Keep a food diary. Not only does this help you keep track of trigger foods but it is also important to take note of your intake of food especially when training to ensure you are getting enough energy. Some illnesses you need a higher intake of food as your body is working overtime fighting the disease. Your appetite will vary along with symptoms and it is important to keep your body fuelled even if it is through liquid form (if you can’t handle solids). It is beneficial to see a dietician if you are unintentionally losing weight as you may require a nutritional supplement.


Rest and Recover

Fatigued? Exhausted? Similar to knowing your limitations and fuelling your body, I can’t stress enough that everyone has different requirements. I need a good solid 8-9 hours sleep per night otherwise I get completely run down, compared to other people who can handle less than 6 hours. It can be hard to keep on track with your training program when you don’t know how your body is going to handle the day. Playing it by ear, or in my case playing it by gut. Don’t push through as you will probably make yourself sicker. For me the best thing is to rest and rehydrate and if I am feeling up to it some active recovery (walk, yoga etc).


Share Experiences

They say misery is always better with company. Although I don’t wish this disease on anyone, it is comforting to know that I am not in this alone. There’s a small army out there fighting to find a cure. It is a very scary prospect being diagnosed with a disease or undergoing surgery, therefore hearing feedback and advice from ‘veterans’ help ease the uncertainty. For instance, before my surgery I was told that sneezing, coughing and laughing will really hurt after surgery and that pressing a pillow against my stomach will help limit the pain. Thanks Emma for that advice!


Support Network

Similar to sharing experience, a support network will be you rock throughout this journey. Your support network does not have to have a team of disease sufferers, they can include your partner, your parents, your friends, a counsellor, a doctor, a nurse. It is really up to you who you can rely on to support you on your journey. For me it is my partner, my parents, my sister, a few close friends, my doctors and my dietician.


Seek Medical Advice

It is very important to have a reliable, trustworthy, caring GP. Your GP will co-ordinate/ refer you to a specialist, surgeon, dietician, physio etc. Don’t be afraid to ask questions (no question is silly!), bring your own research to the table and ask for their medical advice. Your GP can also assist you with your current quantity of training and if you are in a state to continue at that level or need to back off. It is also very important to discuss with you doctor / physio a gradual return to exercise plan after any surgery.
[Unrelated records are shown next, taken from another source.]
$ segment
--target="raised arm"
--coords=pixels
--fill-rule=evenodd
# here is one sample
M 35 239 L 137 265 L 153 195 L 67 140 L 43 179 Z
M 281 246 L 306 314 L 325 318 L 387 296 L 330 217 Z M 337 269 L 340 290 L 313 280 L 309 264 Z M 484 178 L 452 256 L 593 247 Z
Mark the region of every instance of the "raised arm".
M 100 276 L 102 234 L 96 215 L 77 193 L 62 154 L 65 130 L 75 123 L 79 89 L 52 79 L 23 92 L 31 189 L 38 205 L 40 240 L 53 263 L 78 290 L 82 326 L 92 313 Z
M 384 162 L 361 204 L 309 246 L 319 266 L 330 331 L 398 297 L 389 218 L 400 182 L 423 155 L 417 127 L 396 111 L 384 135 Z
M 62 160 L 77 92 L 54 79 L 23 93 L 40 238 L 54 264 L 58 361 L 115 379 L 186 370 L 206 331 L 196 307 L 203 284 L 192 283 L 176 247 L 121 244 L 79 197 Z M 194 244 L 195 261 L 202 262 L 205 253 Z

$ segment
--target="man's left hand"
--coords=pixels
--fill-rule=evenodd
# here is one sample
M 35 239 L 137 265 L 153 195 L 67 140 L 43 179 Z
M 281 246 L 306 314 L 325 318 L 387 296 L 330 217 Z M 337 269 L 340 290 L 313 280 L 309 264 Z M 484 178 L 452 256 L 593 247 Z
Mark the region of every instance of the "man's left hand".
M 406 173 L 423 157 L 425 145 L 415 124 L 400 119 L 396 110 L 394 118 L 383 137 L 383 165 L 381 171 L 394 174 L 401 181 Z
My biggest tip is find the doctor that is the best fit for you. If you like asking lots of questions and don’t settle for someone who rushes you along. This may take time as it may not be your current GP. I was so fortunate to have a great medical team, GP, dietician, gastroenterologist, IBD nurse and surgeon. Forever grateful.



Research. Research. Research. I’ve learnt that no one is going to help you unless you help yourself first. It’d be lovely for someone to come knocking at your door with a big bunch of answers but it’s really up to you to determine what you want to do and how you want to live your life. Be proactive, not reactive… I want to be cured not just treated. Like I mentioned before, medical advice is vital however do not just settle for an opinion of one doctor, explore your options, seek different opinions until you find the best fit.


Another topic to research is nutrition. Everyone has different perspective on what your ideal diet should be and an opinion on diet and it’s role in autoimmune diseases. To determine if diet can help you, research and experiment. Explore different diets to see what best suits you, whether it is the elimination diet, raw foods, paleo, GAPS, plant based, the list is endless. Remember do what works for you!